# 3/24 - 2 forum havs to be on national TV!!



## heatherk (Feb 24, 2011)

Hi all,

I am reposting this for Grindstone50 (http://www.havaneseforum.com/member.php?u=10631). Lulu and Misty, her 2 havs, were previously filmed for the Animal Planet's show "Too Cute!" and the episode will be shown a week from today, on Saturday March 24th, 2012.

Reposted:
________________________________________________________________
WE ARE GOING TO BE ON TOO CUTE PUPPIES!!!!!!!

Too Cute Puppies!
March 24th is about the Havanese!
Be sure to watch it on Animal Planet! 9:00pm eastern time. Look for LULU and Misty, they are mine now.
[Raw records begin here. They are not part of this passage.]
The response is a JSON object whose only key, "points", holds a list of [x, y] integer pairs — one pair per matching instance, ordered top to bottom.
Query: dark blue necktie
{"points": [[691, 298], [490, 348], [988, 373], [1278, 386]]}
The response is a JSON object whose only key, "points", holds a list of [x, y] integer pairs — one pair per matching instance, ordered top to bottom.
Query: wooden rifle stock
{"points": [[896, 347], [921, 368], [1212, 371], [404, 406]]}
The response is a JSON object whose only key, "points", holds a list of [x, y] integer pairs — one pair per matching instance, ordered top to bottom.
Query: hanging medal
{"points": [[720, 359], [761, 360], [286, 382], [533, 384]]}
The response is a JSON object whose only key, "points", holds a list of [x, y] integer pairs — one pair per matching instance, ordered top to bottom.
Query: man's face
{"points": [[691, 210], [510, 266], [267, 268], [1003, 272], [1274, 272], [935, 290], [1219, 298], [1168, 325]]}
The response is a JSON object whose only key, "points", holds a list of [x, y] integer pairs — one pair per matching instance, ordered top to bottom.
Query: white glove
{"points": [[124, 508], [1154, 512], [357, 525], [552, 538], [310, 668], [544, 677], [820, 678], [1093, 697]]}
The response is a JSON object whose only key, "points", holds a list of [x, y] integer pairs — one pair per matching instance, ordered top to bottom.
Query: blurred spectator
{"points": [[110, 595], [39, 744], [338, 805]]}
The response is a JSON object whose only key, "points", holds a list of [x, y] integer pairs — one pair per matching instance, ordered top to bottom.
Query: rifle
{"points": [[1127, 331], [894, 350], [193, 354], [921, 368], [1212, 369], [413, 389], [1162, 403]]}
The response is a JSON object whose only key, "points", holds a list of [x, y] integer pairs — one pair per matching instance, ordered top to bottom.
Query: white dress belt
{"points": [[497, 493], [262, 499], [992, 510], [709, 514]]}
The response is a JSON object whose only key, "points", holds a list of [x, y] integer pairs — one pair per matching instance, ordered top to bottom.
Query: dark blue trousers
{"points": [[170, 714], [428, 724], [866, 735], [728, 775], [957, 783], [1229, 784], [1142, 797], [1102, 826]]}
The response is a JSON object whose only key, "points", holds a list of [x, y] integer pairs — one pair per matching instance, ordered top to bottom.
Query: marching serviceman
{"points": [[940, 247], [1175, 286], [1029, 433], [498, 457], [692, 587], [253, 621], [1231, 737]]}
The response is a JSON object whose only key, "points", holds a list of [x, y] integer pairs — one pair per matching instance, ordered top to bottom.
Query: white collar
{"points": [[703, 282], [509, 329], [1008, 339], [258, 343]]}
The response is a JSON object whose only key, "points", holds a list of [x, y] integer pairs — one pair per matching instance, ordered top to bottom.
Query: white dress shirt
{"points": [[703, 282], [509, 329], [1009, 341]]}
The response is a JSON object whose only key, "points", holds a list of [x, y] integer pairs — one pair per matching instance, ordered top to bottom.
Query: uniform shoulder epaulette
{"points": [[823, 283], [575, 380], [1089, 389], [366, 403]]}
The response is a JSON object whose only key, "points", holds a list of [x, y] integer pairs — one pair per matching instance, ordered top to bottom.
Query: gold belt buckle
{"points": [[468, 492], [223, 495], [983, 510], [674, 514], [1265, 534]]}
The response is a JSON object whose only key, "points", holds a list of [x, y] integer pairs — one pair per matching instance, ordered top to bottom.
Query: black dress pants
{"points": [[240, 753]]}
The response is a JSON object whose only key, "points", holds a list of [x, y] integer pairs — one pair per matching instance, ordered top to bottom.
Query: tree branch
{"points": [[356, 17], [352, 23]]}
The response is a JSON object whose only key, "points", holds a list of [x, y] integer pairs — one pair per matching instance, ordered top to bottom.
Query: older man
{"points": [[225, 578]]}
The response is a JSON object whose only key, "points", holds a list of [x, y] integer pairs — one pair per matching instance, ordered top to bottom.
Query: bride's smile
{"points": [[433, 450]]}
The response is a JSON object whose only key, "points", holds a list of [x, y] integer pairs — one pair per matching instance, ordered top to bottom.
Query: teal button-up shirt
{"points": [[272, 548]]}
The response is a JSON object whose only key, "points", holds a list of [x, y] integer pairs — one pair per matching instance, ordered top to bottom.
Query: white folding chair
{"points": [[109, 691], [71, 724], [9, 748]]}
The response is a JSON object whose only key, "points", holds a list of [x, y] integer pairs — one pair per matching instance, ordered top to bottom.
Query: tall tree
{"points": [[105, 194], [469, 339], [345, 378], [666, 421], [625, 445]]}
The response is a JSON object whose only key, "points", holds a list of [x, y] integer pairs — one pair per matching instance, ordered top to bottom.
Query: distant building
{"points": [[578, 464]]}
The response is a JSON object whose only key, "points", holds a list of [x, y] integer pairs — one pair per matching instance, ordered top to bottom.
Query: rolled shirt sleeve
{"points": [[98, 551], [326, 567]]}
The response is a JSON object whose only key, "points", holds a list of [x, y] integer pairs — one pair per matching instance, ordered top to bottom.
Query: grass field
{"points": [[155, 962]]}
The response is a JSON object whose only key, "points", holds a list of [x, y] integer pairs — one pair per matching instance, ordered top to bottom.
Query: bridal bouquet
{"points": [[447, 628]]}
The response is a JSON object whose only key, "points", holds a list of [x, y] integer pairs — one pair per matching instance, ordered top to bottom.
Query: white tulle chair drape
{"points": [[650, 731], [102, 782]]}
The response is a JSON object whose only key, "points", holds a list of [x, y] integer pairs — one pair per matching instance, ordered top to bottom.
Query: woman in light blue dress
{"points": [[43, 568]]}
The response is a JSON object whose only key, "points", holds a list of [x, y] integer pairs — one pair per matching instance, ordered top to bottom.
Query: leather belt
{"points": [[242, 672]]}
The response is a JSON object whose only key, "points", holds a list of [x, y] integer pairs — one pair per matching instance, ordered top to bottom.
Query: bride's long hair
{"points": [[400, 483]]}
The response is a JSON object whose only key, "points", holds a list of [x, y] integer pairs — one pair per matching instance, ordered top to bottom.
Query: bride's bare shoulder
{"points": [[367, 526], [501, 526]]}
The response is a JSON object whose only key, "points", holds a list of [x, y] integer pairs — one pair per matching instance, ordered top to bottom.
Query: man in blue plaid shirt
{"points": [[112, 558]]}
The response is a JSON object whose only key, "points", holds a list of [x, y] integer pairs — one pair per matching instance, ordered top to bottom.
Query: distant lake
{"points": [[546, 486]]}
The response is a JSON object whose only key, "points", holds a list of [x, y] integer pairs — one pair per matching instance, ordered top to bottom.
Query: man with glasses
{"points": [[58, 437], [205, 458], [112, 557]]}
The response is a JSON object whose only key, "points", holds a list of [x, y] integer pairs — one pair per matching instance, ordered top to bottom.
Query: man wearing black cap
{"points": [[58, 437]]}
So proud!
________________________________________________________________


----------



## Thumper (Feb 18, 2007)

Awesome!! Superstars in our midst!!

I'll DVR it!


----------



## TilliesMom (Sep 30, 2010)

wahoooooO!!!! I SO want to see this, even though I have never seen the show and don't have any type of cable! LOL I wonder if it will be posted online??


----------



## waybrook (Sep 13, 2009)

My mom and I LOVE "Too Cute" - am going to set the DVR right now so I don't forget!


----------



## whimsy (Apr 3, 2010)

Looking forward to watching!


----------



## nlb (Feb 26, 2012)

How fun! Looking forward to it!


----------



## sprorchid (Mar 30, 2010)

awesome!! here come the havs. love that show.


----------



## Lisainidaho (Feb 1, 2012)

Just Tivo'd it. Can't wait! I watch that show almost every Saturday night.


----------



## Carefulove (Mar 20, 2009)

I saw the one with Cats this Saturday and when they announced the one for next Sat, I thought I saw Havs (pups) running. We are watching it next Saturday!!!


----------



## Pipersmom (Jul 27, 2009)

Awesome! The dvr is set.


----------



## pjewel (Apr 11, 2007)

I'd better DVR it. My brain bears a striking resemblance to a sieve these days.


----------



## dodrop82 (May 21, 2010)

LOL Geri! Mine too!!! Since I don't know how to advance that far ahead to DVR, I've written my self a note and posted it beside the TV. Can't wait!!!!


----------



## Kathie (Jul 31, 2008)

Will DVR, too, since I know I won't remember it!


----------



## Jplatthy (Jan 16, 2011)

I don't think I get Animal Planet on Comcast...I just checked and can't find it......I wanted to see it!


----------



## Kalico (Jan 11, 2012)

I can't find it on the schedule, any idea what time?


----------



## Grindstone50 (Feb 13, 2012)

Saturday 9:00pm eastern


----------



## Kalico (Jan 11, 2012)

Grindstone50 said:


> Saturday 9:00pm eastern


Thanks! Can't wait to see it.


----------



## narci (Sep 6, 2011)

Rick Mercer visited the National Purina Dog Show in Toronto.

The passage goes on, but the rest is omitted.